According to other reports, some places voters were offered a provisional ballot when they were supposed to get one, while other voters were simply denied their right to cast a provisional ballot.

With respect to absentee ballots, certain counties in Florida completely disenfranchised voters through mismanagement. Voters who requested absentee ballots in a timely manner nonetheless either never received them or received them too late to vote. As was reported in the Bradenton Herald on October 27, 2004, 6 days before the election, “The Broward County Supervisor of Elections office on Tuesday said it couldn’t account for nearly 60,000 missing absentee ballots sent to voters and that its phone lines were being overwhelmed by calls.” The next day, the Miami Herald reported that 76,000 missing absentee ballots would be re-mailed—5 days before the election, to people all over the country. According to a lawsuit filed by the ACLU, many of these voters were completely disenfranchised as a result of these difficulties. Notably, the counties with problems were all Democratic strongholds.

The state of Washington’s complex and confusing law regarding the voting rights of ex-felons has led to widespread inconsistency in treatment of voters. Neither citizens nor elections administrators are sure of what the law requires. Until threatened with legal action, in 2003 in New York, more than half of the state’s 62 county boards of elections, including all five boroughs in New York City, were found to have been refusing to register individuals with felony records until they provided various documents.

Also in New York, in 2004, disparities in training and voting information were made all too apparent in a study finding elections officials had wildly varying interpretations of what the state’s voter identification requirement was.

Finally, with respect to voting machines, Florida’s troubles continue. A study by the Broward Daily Business News of three South Florida counties found:

[The] voter-to-machine ratio varied significantly among the counties. Overall, Miami-Dade precincts had an average of 195 registered voters per machine, Broward precincts had an average of 184 voters per machine and Palm Beach County had an average of 145. The contrasts were more dramatic between the 1,502 precincts in the three counties. Precinct 640 at the University of Miami had a registered voter to voting machine ratio of 347—the highest in the three counties. In contrast, in some Palm Beach County precincts, a single registered voter was assigned his or her personal machine. . . . At the University of Miami, the wait times were as long as five hours, and many students who had classes and tests left without casting a ballot. . . . Of the 20 precincts where [Elections] Supervisor Kaplan’s office most severely underestimated the number of voters, 14 were in heavily Democratic Miami Beach.

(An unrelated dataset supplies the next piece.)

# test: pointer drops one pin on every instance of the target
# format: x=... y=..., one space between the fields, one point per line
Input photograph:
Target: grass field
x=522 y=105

What makes this case all the more interesting is that the judge found that the Governor and Secretary of State were the proper defendants in the action. In other words, those at the top will be held responsible for ensuring that our democracy is equally accessible to all voters—regardless of race, ethnicity, and yes, where they happen to live. It also shows that no matter how many laws the federal or state government passes, if elections officials implement them in a wrongful or incompetent manner, true election reform can never have real meaning.

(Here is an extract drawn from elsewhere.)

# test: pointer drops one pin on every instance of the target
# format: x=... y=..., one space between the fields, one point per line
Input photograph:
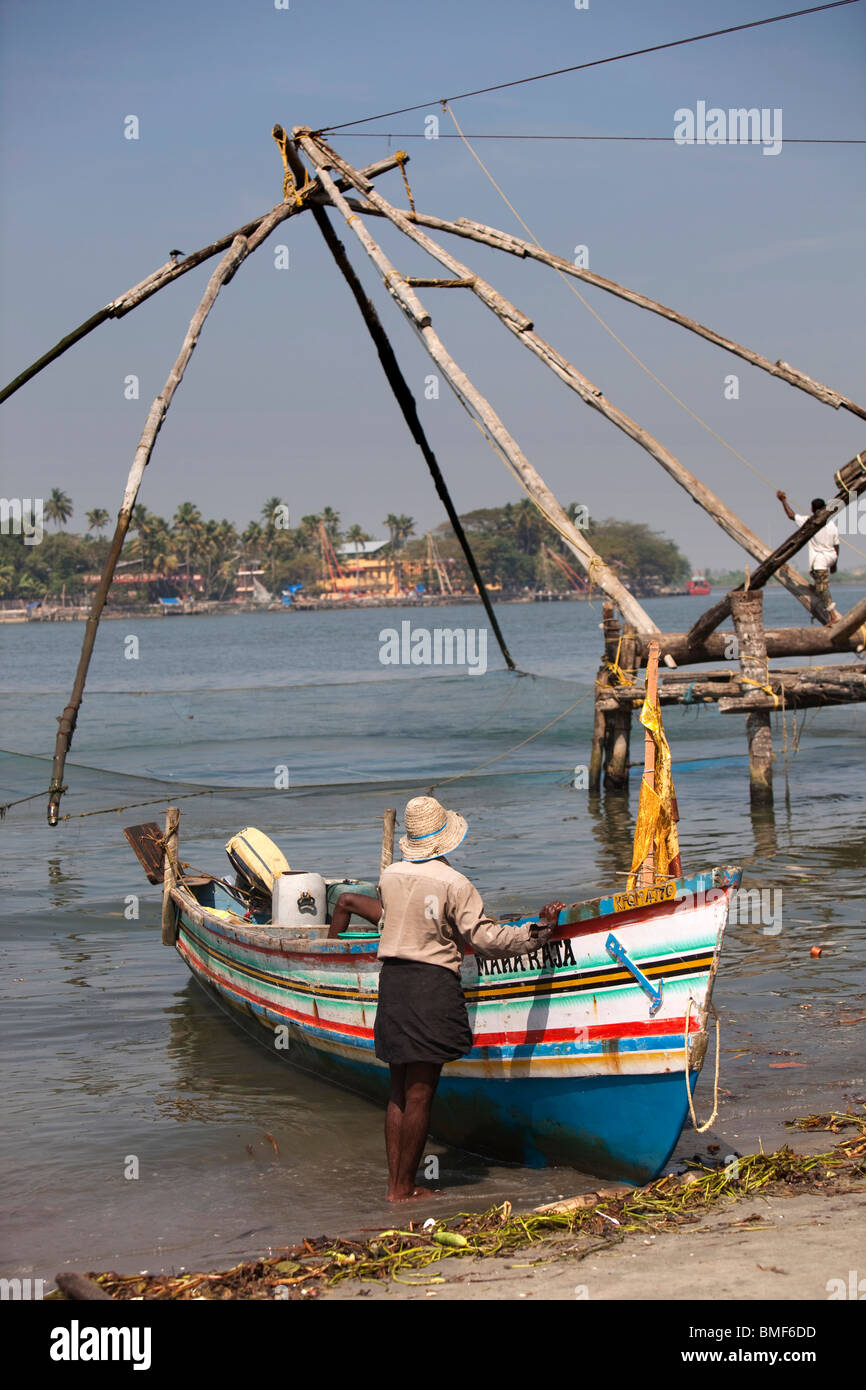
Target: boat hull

Of course, the Supreme Court based its Bush v. Gore decision in 2000 on the equal protection clause, but famously held that, “Our consideration is limited to the present circumstances, for the problem of equal protection in election processes generally presents many complexities.” Judge Carr’s ruling suggests that while the judicial system might be obligated to ignore that particular case, it cannot continue to ignore the conflict between the constitution and the way elections are conducted in the United States.